Investec Ireland predicts second election
GDP will grow 5% this year and by 4% in 2017, while more jobs will help boost consumer spend.
However, chief economist Philip O’Sullivan said the unemployment rate will be slow to fall as returning emigrants and more people re-join the workforce.
Despite recording some of the highest growth rates in Europe, Irish unemployment will remain relatively high at 7.4% in 2018, according to the forecasts.
Mr O’Sullivan said home prices and rents are likely to rise by an average of 3% to 5% a year over the next few years, as supply constraints continue to weigh on the housing market here.
The economist said he would expect to see new supply of homes coming into the market, but that it will take a few years before 20,000 or 25,000 new homes that are required each year to meet rising demand will be delivered.
The competitive currency helped boost the economy last year, but risks of the UK voting to exit the EU in June, in a so-called Brexit, and other political risks “have intensified”.
Among such political risks is the US presidential election “that could lead to adverse outcomes for the Irish economy”.

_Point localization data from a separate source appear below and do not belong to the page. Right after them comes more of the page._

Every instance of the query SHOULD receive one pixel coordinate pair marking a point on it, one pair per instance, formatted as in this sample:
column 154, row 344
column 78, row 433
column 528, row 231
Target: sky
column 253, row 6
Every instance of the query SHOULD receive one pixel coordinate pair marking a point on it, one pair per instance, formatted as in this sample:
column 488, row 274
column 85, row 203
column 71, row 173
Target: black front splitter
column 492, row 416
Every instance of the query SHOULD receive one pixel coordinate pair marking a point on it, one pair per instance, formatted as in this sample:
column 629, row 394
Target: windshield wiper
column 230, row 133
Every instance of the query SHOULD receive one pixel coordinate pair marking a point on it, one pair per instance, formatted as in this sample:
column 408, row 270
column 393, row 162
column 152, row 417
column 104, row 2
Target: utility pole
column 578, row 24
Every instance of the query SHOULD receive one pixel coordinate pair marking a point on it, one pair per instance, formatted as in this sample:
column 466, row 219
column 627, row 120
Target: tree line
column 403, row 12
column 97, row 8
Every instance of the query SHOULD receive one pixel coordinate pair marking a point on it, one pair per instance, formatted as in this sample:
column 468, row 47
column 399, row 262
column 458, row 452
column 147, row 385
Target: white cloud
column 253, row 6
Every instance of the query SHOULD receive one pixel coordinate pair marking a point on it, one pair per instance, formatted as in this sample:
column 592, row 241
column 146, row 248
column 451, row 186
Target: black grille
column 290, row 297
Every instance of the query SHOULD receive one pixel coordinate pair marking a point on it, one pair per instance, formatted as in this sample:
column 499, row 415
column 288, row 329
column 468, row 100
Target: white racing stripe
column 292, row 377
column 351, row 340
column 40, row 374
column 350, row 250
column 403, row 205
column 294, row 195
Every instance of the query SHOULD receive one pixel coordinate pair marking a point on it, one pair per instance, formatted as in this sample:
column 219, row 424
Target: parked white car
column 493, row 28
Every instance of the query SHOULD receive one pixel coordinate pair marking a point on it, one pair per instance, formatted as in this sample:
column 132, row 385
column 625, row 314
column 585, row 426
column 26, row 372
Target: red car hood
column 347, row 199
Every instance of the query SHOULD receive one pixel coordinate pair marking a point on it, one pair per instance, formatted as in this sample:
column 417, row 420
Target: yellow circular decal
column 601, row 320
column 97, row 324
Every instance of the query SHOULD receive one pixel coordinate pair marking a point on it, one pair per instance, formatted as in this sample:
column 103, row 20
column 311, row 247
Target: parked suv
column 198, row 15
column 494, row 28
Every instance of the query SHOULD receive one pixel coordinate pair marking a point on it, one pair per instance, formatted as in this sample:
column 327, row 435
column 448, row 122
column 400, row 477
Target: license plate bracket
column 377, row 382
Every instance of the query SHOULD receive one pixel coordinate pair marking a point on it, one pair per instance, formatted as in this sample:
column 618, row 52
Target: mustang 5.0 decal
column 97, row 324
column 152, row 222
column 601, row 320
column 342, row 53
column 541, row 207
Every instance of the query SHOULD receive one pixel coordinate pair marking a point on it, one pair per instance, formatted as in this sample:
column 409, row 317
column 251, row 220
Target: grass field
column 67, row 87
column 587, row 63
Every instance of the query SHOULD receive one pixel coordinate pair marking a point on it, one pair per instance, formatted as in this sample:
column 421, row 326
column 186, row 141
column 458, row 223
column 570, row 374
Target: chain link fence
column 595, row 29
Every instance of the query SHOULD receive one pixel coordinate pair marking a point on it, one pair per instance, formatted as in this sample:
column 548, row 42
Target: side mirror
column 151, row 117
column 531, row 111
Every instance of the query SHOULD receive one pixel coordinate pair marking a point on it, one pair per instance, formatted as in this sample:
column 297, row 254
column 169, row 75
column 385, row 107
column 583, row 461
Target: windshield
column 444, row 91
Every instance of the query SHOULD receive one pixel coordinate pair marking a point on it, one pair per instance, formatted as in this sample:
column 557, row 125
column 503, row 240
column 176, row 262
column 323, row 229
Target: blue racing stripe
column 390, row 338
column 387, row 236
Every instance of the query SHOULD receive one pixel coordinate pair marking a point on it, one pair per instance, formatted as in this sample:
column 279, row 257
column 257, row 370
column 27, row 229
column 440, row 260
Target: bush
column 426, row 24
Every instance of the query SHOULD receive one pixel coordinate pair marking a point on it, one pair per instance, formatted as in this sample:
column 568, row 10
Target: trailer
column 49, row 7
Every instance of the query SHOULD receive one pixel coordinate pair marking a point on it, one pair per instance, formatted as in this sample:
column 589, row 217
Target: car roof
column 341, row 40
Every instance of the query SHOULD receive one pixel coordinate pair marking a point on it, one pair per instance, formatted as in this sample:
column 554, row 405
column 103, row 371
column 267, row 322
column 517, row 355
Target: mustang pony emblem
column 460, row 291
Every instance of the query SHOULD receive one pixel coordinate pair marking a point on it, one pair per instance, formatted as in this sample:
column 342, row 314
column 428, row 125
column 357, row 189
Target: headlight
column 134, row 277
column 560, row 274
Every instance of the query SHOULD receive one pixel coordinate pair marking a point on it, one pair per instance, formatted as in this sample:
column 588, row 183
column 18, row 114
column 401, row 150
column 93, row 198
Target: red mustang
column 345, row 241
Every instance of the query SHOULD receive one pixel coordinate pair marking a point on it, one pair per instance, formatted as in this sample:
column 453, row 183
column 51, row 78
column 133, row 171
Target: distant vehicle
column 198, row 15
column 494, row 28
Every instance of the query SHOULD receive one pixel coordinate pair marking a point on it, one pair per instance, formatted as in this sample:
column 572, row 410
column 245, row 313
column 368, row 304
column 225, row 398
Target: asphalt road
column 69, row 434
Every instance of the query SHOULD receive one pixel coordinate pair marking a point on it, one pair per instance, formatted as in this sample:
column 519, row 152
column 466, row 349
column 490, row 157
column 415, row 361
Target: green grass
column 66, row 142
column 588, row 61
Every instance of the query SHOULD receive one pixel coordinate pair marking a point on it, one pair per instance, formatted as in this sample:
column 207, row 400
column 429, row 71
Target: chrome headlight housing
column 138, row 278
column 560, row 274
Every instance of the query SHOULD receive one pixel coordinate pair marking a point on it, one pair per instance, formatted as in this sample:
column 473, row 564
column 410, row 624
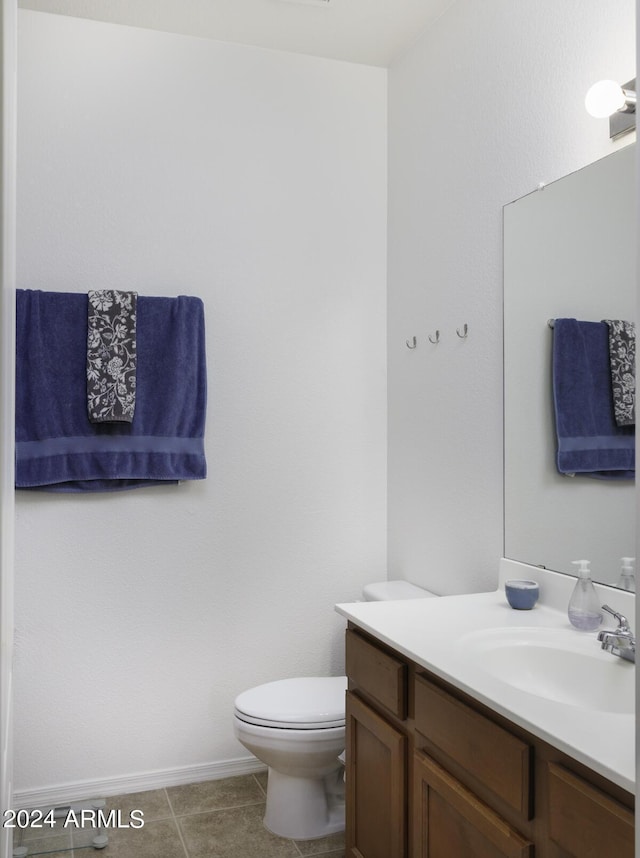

Political impasse at home will likely lead to a policy paralysis in tackling “problems in housing and aspects of public investment, with unhelpful implications for competitiveness”.
“Our expectation is that this (a minority Fine Gael administration) will prove short-lived, with another election due in November, if the government fails to secure sufficient support for October’s Budget.
"With that being said, given the minor policy differences between the mainstream parties — who secured three-fifths of the vote in the last election — we do not expect any material policy shifts in Ireland for the foreseeable future,” said Investec Ireland.
The Dublin office market is a “sweet spot” for land lords, though the economy will benefit as new projects start to come on the market from late next year.
Listing the economy’s strong points, Investec Ireland points to strong jobs growth last year by IDA-funded companies; a high level of goods exported to Europe and North America; and a “resilient” export performance that has helped push the State’s balance of profits back into a surplus.